L’institution divine de l’épiscopat étant un dogme fort ancien, quoique tardivement défini par le concile de Trente (15 juillet 1563, sess. XXIII, can. 6)[3], nous nous interrogerons sur l’essence de cette fonction ecclésiastique, sur les diverses sources qui la définissent (bibliques, pastorales, ascétiques, administratives), ainsi que sur la manière dont les auteurs font l’histoire de la hiérarchie et l’instrumentalisent. L’épiscopat permet également d’aborder les questions liées au pouvoir de juridiction et à ses procédures, au régime synodal, à la notion d’Eglise locale, et à la géographie ecclésiastique. Sans négliger les études prosopographiques, nous centrerons notre exposé sur l’histoire des textes, et plus précisément des traités (théologiques, liturgiques, rhétoriques) sur l’épiscopat[4]. Notre perspective sera européenne. L’Italie est centrale non seulement à cause de l’importance de l’évêque de Rome, mais tout autant pour le modèle borroméen qui s’est largement diffusé, notamment en France.  De plus, les ecclésiologues italiens de l’époque moderne sont très féconds en traités sur la hiérarchie ecclésiastique – nous retiendrons notamment Tommaso Zerola (1548-1603), Giuseppe Maria Maraviglia (1617-1684), Lelio Zecchi (1532-1610), Gabriele Paleotti (1522-1597), Bartolomeo Ugolini. Concernant le Portugal, nous continuerons l’étude de Bartolomeu dos Martires (1514-1690), amorcée par Hubert Jedin. La High Church et plus largement les œuvres d’Andrew Willet (1562-1621) et de Henry Dodwell (1641-1711) fournissent un contrepoint bienvenu au romanisme, de même que l’opuscule de Samuel Bochart (1599-1667) adressé à Morley, chapelain anglais. Du côté français, outre les œuvres d’érudition de Denys Petau (1583-1652), Jean Morin (1591-1659), Claude Saumaise (1588-1653), David Blondel (1590-1645), André du Saussay, nous retiendrons des controverses plus locales, comme celle réunissant, dans les années 1650, Jean Bagot (1591-1664) et Guy Drappier. Parallèlement, nous préparerons l’édition d’un ouvrage rarissime du franciscain Jean Le Febvre (XVIIe s.) – retrouvé par nos soins – qui témoigne de manière originale de l’influence du corpus dionysien sur la conception de l’épiscopat.

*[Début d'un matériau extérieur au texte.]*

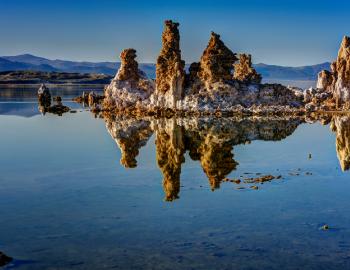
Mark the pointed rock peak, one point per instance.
(217, 61)
(170, 72)
(129, 66)
(346, 42)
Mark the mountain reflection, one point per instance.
(208, 140)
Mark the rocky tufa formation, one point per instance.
(217, 61)
(341, 126)
(130, 86)
(170, 74)
(4, 259)
(208, 88)
(338, 80)
(44, 96)
(244, 71)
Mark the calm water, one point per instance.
(82, 192)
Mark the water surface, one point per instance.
(81, 192)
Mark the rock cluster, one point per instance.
(44, 100)
(244, 71)
(210, 86)
(44, 96)
(338, 80)
(341, 126)
(170, 74)
(217, 61)
(130, 86)
(129, 69)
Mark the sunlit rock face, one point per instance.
(44, 97)
(217, 61)
(210, 86)
(338, 80)
(130, 87)
(341, 125)
(130, 135)
(170, 155)
(325, 80)
(244, 71)
(170, 73)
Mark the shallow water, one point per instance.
(82, 192)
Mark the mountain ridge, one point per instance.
(36, 63)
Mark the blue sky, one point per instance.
(275, 32)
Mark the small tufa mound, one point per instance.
(44, 96)
(129, 69)
(130, 86)
(244, 72)
(217, 61)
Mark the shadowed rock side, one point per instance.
(170, 74)
(341, 126)
(44, 101)
(4, 259)
(130, 86)
(338, 80)
(130, 135)
(217, 61)
(209, 87)
(208, 140)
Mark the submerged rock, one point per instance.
(244, 71)
(44, 96)
(4, 259)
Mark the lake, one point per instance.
(80, 191)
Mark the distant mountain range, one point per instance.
(35, 63)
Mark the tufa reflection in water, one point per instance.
(208, 140)
(341, 126)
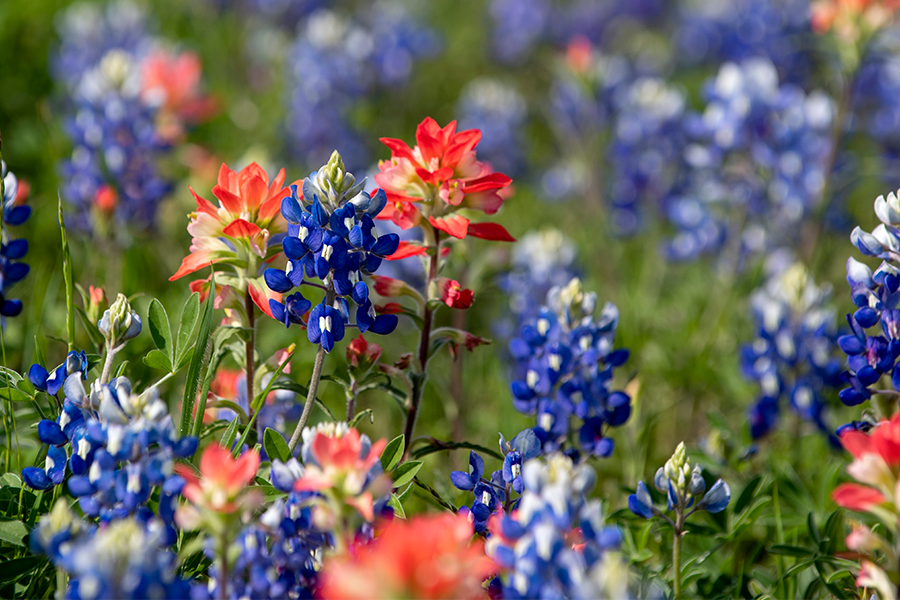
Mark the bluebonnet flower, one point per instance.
(566, 362)
(777, 30)
(499, 111)
(52, 381)
(519, 25)
(535, 547)
(128, 558)
(793, 356)
(875, 112)
(522, 25)
(684, 487)
(644, 152)
(335, 61)
(15, 212)
(754, 165)
(331, 237)
(113, 175)
(876, 296)
(540, 260)
(496, 494)
(123, 446)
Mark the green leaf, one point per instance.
(155, 359)
(275, 445)
(746, 496)
(189, 315)
(405, 472)
(368, 412)
(196, 366)
(788, 550)
(13, 532)
(394, 503)
(257, 404)
(91, 328)
(813, 529)
(402, 496)
(160, 330)
(68, 279)
(185, 358)
(237, 408)
(120, 370)
(436, 445)
(18, 567)
(392, 453)
(229, 435)
(14, 395)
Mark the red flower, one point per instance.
(428, 557)
(856, 497)
(438, 177)
(106, 199)
(343, 463)
(222, 478)
(876, 459)
(237, 231)
(453, 294)
(173, 83)
(359, 351)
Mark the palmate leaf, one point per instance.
(160, 329)
(196, 367)
(189, 315)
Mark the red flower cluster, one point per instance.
(438, 177)
(427, 557)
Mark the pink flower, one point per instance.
(361, 352)
(221, 480)
(173, 83)
(428, 557)
(876, 459)
(453, 294)
(341, 461)
(237, 231)
(438, 177)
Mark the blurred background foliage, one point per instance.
(683, 322)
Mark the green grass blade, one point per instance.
(197, 361)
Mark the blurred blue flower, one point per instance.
(793, 355)
(12, 251)
(566, 362)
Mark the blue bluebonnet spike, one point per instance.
(717, 498)
(467, 481)
(640, 502)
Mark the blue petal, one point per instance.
(462, 481)
(278, 281)
(360, 293)
(293, 248)
(16, 249)
(386, 245)
(37, 375)
(291, 209)
(49, 432)
(36, 478)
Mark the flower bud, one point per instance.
(660, 481)
(697, 485)
(119, 322)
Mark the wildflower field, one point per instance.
(562, 299)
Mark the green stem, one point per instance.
(676, 556)
(250, 347)
(421, 377)
(779, 529)
(223, 568)
(60, 583)
(313, 385)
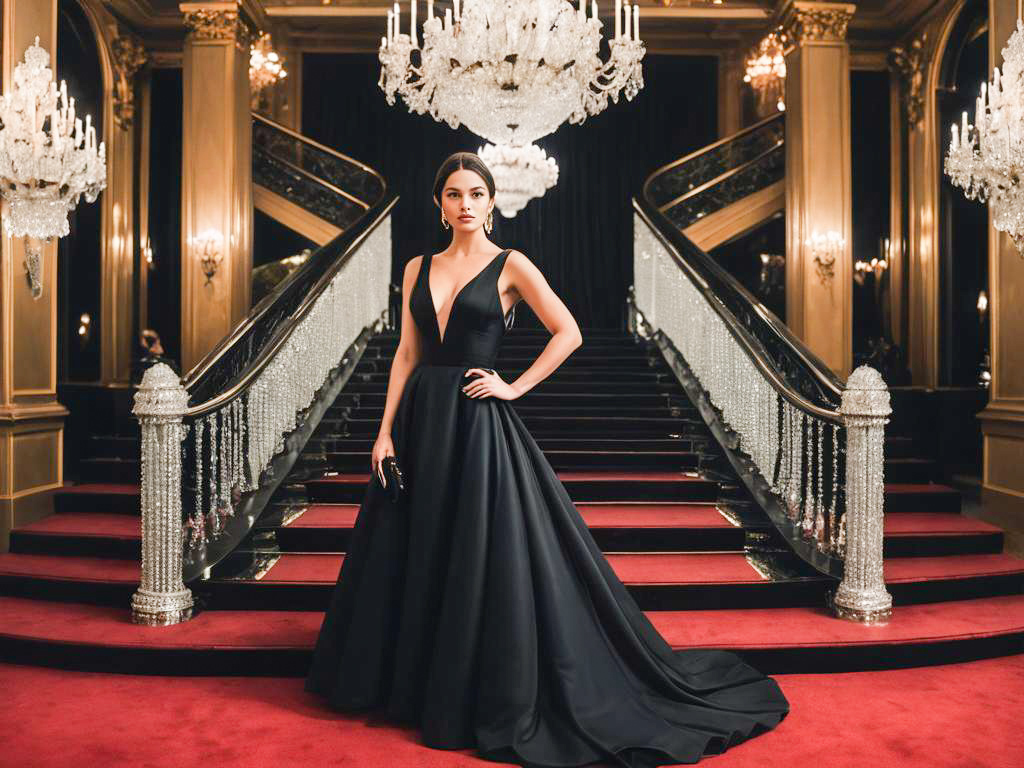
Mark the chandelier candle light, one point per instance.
(512, 71)
(986, 159)
(49, 159)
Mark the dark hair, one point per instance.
(462, 160)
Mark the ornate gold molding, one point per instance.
(205, 24)
(812, 22)
(128, 57)
(910, 61)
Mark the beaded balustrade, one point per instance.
(823, 467)
(187, 505)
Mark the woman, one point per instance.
(478, 608)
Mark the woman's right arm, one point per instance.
(407, 357)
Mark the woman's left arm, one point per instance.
(565, 337)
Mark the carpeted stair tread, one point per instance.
(899, 569)
(76, 624)
(92, 569)
(638, 568)
(936, 523)
(807, 627)
(111, 626)
(99, 524)
(126, 488)
(595, 515)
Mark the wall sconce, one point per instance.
(147, 255)
(824, 250)
(208, 246)
(84, 329)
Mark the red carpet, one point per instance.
(958, 716)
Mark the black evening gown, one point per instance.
(480, 610)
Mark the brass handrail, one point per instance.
(315, 179)
(267, 354)
(708, 148)
(306, 140)
(740, 334)
(718, 179)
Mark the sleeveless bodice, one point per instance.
(475, 326)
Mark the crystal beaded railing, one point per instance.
(759, 147)
(211, 440)
(809, 448)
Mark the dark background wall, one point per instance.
(165, 209)
(870, 165)
(581, 232)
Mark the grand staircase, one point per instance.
(647, 477)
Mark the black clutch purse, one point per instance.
(392, 474)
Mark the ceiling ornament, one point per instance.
(766, 73)
(909, 61)
(521, 173)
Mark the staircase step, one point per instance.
(557, 425)
(919, 534)
(102, 581)
(80, 534)
(244, 642)
(641, 460)
(582, 485)
(666, 581)
(98, 497)
(930, 497)
(103, 469)
(691, 527)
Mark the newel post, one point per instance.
(160, 403)
(862, 596)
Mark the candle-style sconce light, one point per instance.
(825, 249)
(208, 247)
(84, 329)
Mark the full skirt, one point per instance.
(480, 610)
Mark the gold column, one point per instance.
(216, 172)
(1003, 420)
(31, 418)
(818, 194)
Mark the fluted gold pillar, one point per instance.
(1003, 420)
(216, 172)
(818, 193)
(31, 418)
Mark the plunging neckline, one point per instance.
(455, 301)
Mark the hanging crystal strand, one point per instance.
(244, 452)
(223, 501)
(862, 596)
(160, 404)
(807, 523)
(819, 516)
(214, 522)
(833, 522)
(198, 524)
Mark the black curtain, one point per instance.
(580, 233)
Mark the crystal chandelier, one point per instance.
(521, 173)
(766, 72)
(48, 159)
(512, 71)
(986, 160)
(265, 68)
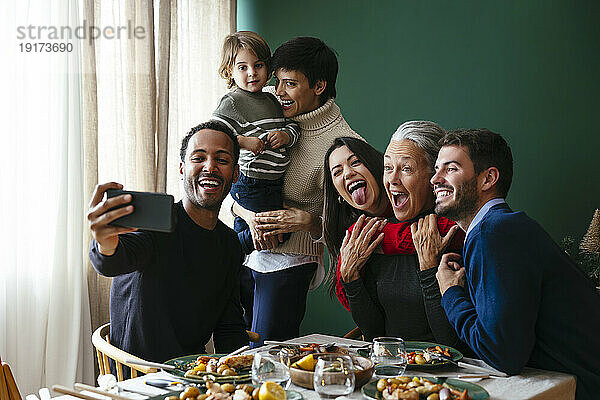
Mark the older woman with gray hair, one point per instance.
(396, 293)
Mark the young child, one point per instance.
(262, 132)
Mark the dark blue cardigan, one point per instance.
(526, 302)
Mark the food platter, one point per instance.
(420, 347)
(474, 391)
(243, 376)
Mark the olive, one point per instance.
(228, 387)
(419, 359)
(222, 368)
(190, 392)
(211, 368)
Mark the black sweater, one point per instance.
(171, 291)
(395, 298)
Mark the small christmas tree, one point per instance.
(588, 254)
(591, 240)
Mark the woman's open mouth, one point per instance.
(287, 104)
(399, 199)
(358, 191)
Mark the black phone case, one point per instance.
(151, 211)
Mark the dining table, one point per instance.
(531, 383)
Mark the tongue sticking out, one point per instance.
(360, 195)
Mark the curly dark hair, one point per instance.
(313, 58)
(337, 218)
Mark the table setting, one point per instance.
(349, 369)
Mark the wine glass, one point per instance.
(389, 356)
(268, 367)
(334, 376)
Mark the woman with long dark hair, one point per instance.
(364, 165)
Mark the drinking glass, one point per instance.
(389, 356)
(268, 367)
(334, 376)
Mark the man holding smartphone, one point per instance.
(172, 290)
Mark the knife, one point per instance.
(166, 367)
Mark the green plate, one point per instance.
(244, 377)
(476, 392)
(414, 346)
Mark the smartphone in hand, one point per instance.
(151, 211)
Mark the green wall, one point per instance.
(528, 70)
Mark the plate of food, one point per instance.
(302, 371)
(301, 350)
(229, 391)
(200, 367)
(426, 355)
(415, 388)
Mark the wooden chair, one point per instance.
(8, 386)
(106, 351)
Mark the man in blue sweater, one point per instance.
(519, 299)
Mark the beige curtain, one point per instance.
(141, 95)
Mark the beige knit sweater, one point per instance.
(303, 181)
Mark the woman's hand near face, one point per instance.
(290, 219)
(428, 242)
(358, 246)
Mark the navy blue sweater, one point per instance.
(171, 291)
(526, 302)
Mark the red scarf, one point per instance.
(398, 240)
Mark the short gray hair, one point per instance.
(425, 134)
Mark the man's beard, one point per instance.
(465, 204)
(208, 203)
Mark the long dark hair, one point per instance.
(337, 218)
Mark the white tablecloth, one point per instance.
(530, 384)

[1] Jean Réville, Les origines de l’épiscopat …, Paris, Ernest Leroux, 1894, p. 8 n. 1.

[2] Defensio sacrae episcoporum authoritatis contra Acephalos, & libellum ementito Capituli Rothomagensis Ecclesiae nomine nuper editum, Authore Michaele Roguerio Sacrae Theologiae studioso, s. l., 1610, f° 9-10.

[3] Tractatus de statu et munere episcopali, Laelii Zecchi canonici et poenitentiarii Brixien, Theologi, & Iur. Utr. Doct. In quo, de episcopalis dignitatis praestantia, de potestate, & Officio Episcopi, De Residentia, De Visitatione, et de ratione se habendi in cura Animarum, & Administratione Episcopali, peragitur, Brixiae, Apud Vincentium Sabbium, 1592, p. 2.

[4] Dans son grand livre sur The Making of the French Episcopate, 1589-1661 (New Haven-London, Yale University Press, 1996), Joseph Bergin ne s’est pas penché sur ces corpus.